Having poorly controlled cardiac clinical symptoms or diseases, such as uncontrolled hypertension (systolic blood pressure ≥ 160 mmHg and/or diastolic blood pressure ≥ 100 mmHg), unstable angina pectoris or having had a myocardial infarction within 6 months before enrollment in the trial, or having poorly controlled arrhythmia (including QTc interval ≥ 450 ms for men and ≥ 470 ms for women, with the QTc interval calculated by the Fridericia formula), etc.
Having a cardiac function classification (NYHA) of grade III or IV, and having a left ventricular ejection fraction (LVEF) < 50% at rest.
Having suffered from other malignant tumors within five years (except for completely cured or curable cancers, such as basal cell skin cancer or squamous cell skin cancer, localized low-risk prostate cancer, papillary thyroid cancer, or any type of carcinoma in situ that has been completely resected, such as carcinoma in situ of the cervix, ductal carcinoma in situ of the breast, etc.).

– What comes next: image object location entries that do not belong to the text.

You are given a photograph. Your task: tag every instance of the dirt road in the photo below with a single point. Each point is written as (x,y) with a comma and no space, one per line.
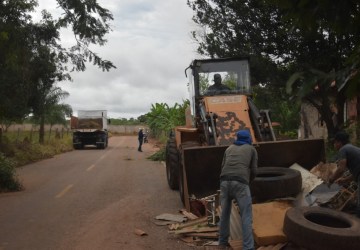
(91,199)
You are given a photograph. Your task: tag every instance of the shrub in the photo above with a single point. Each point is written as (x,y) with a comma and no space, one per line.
(158,156)
(8,178)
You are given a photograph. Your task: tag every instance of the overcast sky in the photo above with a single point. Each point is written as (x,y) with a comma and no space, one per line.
(150,45)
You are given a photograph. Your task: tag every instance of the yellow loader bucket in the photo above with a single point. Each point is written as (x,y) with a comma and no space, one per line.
(201,165)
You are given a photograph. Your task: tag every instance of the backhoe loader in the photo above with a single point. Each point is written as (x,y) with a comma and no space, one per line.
(194,152)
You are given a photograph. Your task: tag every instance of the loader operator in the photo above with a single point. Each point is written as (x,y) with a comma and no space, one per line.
(217,87)
(239,167)
(348,158)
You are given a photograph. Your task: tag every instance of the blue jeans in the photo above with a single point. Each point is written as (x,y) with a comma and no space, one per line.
(230,190)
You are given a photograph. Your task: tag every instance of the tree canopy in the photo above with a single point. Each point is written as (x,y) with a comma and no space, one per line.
(32,57)
(301,43)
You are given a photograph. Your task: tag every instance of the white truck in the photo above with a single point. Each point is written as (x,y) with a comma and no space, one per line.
(90,128)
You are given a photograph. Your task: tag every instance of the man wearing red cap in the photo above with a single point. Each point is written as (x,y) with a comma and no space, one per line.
(238,169)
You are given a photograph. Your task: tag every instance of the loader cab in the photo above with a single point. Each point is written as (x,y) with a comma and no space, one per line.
(235,75)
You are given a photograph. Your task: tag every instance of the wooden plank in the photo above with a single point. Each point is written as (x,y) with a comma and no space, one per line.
(171,217)
(189,215)
(268,220)
(206,235)
(190,223)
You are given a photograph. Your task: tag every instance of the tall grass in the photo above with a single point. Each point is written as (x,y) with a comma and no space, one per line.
(22,147)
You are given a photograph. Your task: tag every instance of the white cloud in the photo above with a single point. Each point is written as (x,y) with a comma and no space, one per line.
(150,45)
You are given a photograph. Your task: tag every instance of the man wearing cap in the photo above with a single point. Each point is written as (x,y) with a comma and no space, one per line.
(239,167)
(348,158)
(217,87)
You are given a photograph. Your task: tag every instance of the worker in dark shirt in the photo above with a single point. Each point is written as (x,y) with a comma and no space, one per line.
(239,168)
(217,87)
(348,158)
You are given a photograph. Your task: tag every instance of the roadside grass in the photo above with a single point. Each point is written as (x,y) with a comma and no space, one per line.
(18,149)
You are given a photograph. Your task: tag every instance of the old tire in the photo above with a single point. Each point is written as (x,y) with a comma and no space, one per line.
(275,182)
(317,228)
(172,164)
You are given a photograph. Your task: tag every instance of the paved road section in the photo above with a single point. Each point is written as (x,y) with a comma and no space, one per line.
(90,199)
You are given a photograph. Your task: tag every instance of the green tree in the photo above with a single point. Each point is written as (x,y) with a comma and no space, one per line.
(162,118)
(24,45)
(278,47)
(48,107)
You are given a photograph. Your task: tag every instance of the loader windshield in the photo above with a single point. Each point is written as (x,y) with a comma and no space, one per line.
(222,77)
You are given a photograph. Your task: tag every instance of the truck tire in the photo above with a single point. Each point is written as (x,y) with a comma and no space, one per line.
(172,164)
(317,228)
(275,182)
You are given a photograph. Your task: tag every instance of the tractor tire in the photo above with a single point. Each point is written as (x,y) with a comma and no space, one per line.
(181,167)
(172,164)
(181,182)
(275,182)
(317,228)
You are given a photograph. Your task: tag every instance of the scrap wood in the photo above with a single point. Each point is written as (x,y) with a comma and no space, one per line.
(163,222)
(189,215)
(140,232)
(236,244)
(268,220)
(193,241)
(171,217)
(206,235)
(324,170)
(197,229)
(188,223)
(273,247)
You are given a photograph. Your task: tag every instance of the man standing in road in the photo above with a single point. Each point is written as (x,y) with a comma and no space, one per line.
(140,138)
(238,169)
(348,158)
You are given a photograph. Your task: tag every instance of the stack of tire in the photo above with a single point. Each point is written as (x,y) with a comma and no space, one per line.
(318,228)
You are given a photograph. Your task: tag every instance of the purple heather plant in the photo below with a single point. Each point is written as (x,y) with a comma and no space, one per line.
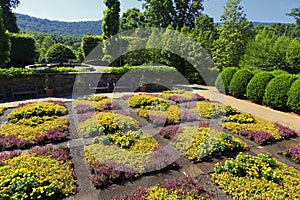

Being allergic to the components or excipients of the experimental drug, antibody drugs or any other therapeutic proteins (such as fresh frozen plasma, human serum albumin, cytokines or interleukins, etc.), or having a severe allergy history, or being suspected of having a severe allergic reaction (NCI-CTCAE v5.0 ≥ grade 3).
Having a history of alcoholism, drug addiction or drug abuse within 1 year before screening.
Having a clear history of neurological or psychiatric disorders in the past, such as epilepsy, dementia, or being poorly compliant.
Pregnant or lactating women.
Other circumstances that the investigator deems unsuitable for participation in this study.